The first few times baby eats, each nursing session may be as short as five minutes or as long as 45. This is normal. Once baby has worked out that you're their source of milk and coordinated their latch, suck, and swallow, they'll likely nurse for 20 minutes on each breast. If they've been on one breast for a long time, you can break their latch and switch them to the other side.

Everything You Need to Know About Breast Milk

Baby's first meal isn't milk, it's colostrum, a yellowish liquid nursing parents emit that is rich in antibodies and boosts your child's immune system. Your real milk will come in a few days after you give birth. Don't worry; you'll know when it's there! Your breasts may feel like they're full of rocks, or that they're about to burst. This is called engorgement. The good news is that your hungry baby can really help you out; the best way to relieve engorgement is to nurse often. Drink a large glass of water every time you nurse, eat well, and take your prenatal vitamins.

Of course, a major concern for new parents and, particularly, nursing parents is whether baby is getting enough to eat; after all, you can't count the ounces. If you hear and see your baby swallowing, they're drinking. And if they are filling plenty of diapers with urine and soft, yellow stools, at least eight a day, they're getting nourishment. However, you should call your pediatrician if your baby exhibits these signs:

  • Your baby stops feeding after 10 minutes or less.
  • Your baby is frequently fussy and lethargic.
  • Your baby's skin is yellowing.
  • Your baby's stools are hard and dark.

How to Alleviate Engorgement

Even if you nurse often, sometimes your breasts still get engorged. It's hard for a baby to latch on to a rock-hard breast, so here's how to relieve that painful feeling and get the milk flowing.

  1. Stay cool. Applying ice packs or bags of frozen peas to your breasts is one way of easing the pain. Another tried-and-true remedy? Cabbage leaves! Keep a large head of green cabbage in your refrigerator or freezer. When you feel sore, peel off a leaf, stick it in your bra, and voila! An instant breast-shaped ice pack.
  2. Take a warm shower. Heat promotes the flow of milk. You'll lose a little milk in the process, but if you're nursing regularly, there's more where that came from.
  3. Express yourself. Expressing a small amount of milk manually or with a pump can help soften things up so baby can latch on more easily.
  4. Lie down. Lying on your stomach relieves the pull of gravity and, for some, soothes the pain.

Breastfeeding Supplies

If you're breastfeeding, these supplies should be on your shopping list—as they will help make nursing easier, which will increase your odds of nursing longer.

  • Several supportive nursing bras.
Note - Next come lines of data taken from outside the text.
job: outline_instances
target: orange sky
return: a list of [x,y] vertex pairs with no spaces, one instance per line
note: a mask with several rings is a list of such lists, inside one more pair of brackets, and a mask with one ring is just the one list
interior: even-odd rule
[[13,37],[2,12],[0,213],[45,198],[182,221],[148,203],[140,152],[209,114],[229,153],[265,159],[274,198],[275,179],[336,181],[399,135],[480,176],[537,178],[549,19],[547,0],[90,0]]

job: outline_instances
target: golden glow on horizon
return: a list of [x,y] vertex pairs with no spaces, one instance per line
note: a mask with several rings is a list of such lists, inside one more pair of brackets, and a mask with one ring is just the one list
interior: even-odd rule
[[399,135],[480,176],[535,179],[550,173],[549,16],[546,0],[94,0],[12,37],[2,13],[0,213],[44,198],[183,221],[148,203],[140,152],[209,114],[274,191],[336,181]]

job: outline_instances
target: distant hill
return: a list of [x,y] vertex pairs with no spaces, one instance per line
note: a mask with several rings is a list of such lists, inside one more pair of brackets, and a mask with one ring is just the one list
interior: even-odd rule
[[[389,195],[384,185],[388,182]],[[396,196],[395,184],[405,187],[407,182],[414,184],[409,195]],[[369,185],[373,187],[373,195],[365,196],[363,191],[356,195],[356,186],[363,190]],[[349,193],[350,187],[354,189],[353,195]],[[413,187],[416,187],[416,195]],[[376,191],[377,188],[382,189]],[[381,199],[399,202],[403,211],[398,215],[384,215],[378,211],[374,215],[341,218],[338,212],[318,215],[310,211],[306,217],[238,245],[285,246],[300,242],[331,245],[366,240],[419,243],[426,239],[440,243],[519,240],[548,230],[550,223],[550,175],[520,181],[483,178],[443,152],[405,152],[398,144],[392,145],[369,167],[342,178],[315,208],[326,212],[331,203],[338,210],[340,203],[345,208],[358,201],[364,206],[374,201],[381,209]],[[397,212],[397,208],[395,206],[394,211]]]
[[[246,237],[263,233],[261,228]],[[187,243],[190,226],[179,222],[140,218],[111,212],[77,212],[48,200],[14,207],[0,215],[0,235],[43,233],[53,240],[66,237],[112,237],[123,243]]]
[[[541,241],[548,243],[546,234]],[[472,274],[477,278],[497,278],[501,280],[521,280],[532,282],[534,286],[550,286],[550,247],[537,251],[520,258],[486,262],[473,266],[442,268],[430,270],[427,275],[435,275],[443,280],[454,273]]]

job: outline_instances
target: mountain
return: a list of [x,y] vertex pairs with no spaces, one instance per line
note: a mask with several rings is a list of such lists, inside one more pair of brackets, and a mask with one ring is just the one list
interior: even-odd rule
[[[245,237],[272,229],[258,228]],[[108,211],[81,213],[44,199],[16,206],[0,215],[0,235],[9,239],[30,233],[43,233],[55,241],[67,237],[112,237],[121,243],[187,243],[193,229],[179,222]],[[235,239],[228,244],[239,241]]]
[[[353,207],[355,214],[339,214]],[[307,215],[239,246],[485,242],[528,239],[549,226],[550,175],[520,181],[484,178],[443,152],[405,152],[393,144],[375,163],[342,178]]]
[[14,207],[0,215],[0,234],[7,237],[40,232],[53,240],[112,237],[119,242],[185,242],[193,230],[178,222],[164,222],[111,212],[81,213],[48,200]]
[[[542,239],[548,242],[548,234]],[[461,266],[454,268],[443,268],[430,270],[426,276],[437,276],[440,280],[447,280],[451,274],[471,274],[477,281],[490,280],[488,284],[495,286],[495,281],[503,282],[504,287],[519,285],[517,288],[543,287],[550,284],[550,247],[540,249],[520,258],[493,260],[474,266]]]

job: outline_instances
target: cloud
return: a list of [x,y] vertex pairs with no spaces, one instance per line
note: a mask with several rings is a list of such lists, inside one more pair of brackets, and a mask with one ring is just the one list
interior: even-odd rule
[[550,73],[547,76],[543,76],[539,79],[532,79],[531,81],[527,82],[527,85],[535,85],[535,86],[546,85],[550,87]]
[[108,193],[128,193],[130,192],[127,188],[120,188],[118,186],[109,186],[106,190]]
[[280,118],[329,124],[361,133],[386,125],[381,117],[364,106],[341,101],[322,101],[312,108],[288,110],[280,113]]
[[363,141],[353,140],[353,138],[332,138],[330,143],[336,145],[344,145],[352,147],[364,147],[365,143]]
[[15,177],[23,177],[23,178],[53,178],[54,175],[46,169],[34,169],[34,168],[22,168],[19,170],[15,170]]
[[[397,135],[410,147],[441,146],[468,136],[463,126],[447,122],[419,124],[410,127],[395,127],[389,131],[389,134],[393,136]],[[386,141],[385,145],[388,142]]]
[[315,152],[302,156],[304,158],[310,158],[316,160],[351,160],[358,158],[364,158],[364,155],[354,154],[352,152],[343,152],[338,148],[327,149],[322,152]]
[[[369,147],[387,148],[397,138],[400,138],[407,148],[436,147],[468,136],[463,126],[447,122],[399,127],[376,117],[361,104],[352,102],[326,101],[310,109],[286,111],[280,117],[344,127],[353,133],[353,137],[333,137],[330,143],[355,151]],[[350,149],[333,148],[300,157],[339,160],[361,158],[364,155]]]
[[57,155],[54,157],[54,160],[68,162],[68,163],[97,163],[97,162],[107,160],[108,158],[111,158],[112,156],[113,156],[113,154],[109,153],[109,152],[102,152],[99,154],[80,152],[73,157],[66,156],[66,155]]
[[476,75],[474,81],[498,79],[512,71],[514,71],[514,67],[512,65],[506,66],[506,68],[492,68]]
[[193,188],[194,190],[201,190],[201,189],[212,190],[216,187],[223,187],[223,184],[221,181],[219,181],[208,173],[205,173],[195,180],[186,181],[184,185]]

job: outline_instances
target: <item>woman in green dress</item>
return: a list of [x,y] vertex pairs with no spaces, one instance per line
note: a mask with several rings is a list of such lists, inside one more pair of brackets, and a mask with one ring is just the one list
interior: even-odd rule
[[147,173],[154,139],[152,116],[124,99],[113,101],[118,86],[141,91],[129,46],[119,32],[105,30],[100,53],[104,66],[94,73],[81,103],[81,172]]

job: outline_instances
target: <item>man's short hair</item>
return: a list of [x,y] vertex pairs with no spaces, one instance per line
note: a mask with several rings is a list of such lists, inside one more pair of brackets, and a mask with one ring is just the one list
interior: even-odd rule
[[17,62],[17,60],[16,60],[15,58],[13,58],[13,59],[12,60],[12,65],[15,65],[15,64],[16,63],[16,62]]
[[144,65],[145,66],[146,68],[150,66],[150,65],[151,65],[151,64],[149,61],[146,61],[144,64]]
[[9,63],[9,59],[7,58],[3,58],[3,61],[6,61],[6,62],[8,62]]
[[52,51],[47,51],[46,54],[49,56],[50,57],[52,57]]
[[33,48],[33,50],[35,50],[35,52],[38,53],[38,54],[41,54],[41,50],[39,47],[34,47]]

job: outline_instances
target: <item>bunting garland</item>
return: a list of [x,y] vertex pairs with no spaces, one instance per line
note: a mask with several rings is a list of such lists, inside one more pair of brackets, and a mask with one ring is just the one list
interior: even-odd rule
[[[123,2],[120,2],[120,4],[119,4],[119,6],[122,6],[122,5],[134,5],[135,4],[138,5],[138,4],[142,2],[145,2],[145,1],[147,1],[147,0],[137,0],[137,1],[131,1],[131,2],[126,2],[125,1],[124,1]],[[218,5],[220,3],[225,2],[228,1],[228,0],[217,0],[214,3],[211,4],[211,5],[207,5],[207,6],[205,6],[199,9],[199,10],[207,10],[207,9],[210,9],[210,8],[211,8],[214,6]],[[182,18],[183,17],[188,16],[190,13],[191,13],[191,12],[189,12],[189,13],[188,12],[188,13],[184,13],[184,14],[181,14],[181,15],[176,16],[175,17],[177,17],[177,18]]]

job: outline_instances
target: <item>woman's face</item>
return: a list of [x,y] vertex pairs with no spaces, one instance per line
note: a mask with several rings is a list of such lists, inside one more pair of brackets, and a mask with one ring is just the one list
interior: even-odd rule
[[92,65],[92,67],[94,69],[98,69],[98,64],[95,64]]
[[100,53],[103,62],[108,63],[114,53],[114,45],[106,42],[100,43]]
Look for styles without an underwire. The wire can dig into your milk duct and interfere with milk production.
  • Lanolin ointment designed for nursing parents. It helps soothe sore nipples.
  • A nursing pillow. These clever, inexpensive pillows save your back and help you position baby more easily.
  • Nursing pads. You'll have far less laundry to do if you place these absorbent pads in your bra to catch leaks.
  • A breast pump. There are many kinds, from handheld to electric. All of them help relieve engorgement and may even allow you to prepare some reserve bottles so you can leave your little one with a sitter for a few hours.

When to Worry

Your breasts have never been subjected to the jaws of a hungry newborn before, so for most, it hurts, especially in the beginning. But cracked, bleeding nipples and constant pain are a signal that you need some help; your baby may not be latched on correctly. A lactation consultant can help correct your baby's latch through positioning and exercises. They can also offer advice on how to heal your nipples.

Sometimes, nursing pain is caused by an infection called mastitis, which occurs when bacteria enters the breast and multiplies in a milk duct. If you have it, the infected area will become hot and red, and you'll also suffer flulike symptoms. Nursing, safe antibiotics, and warm compresses help heal the infection.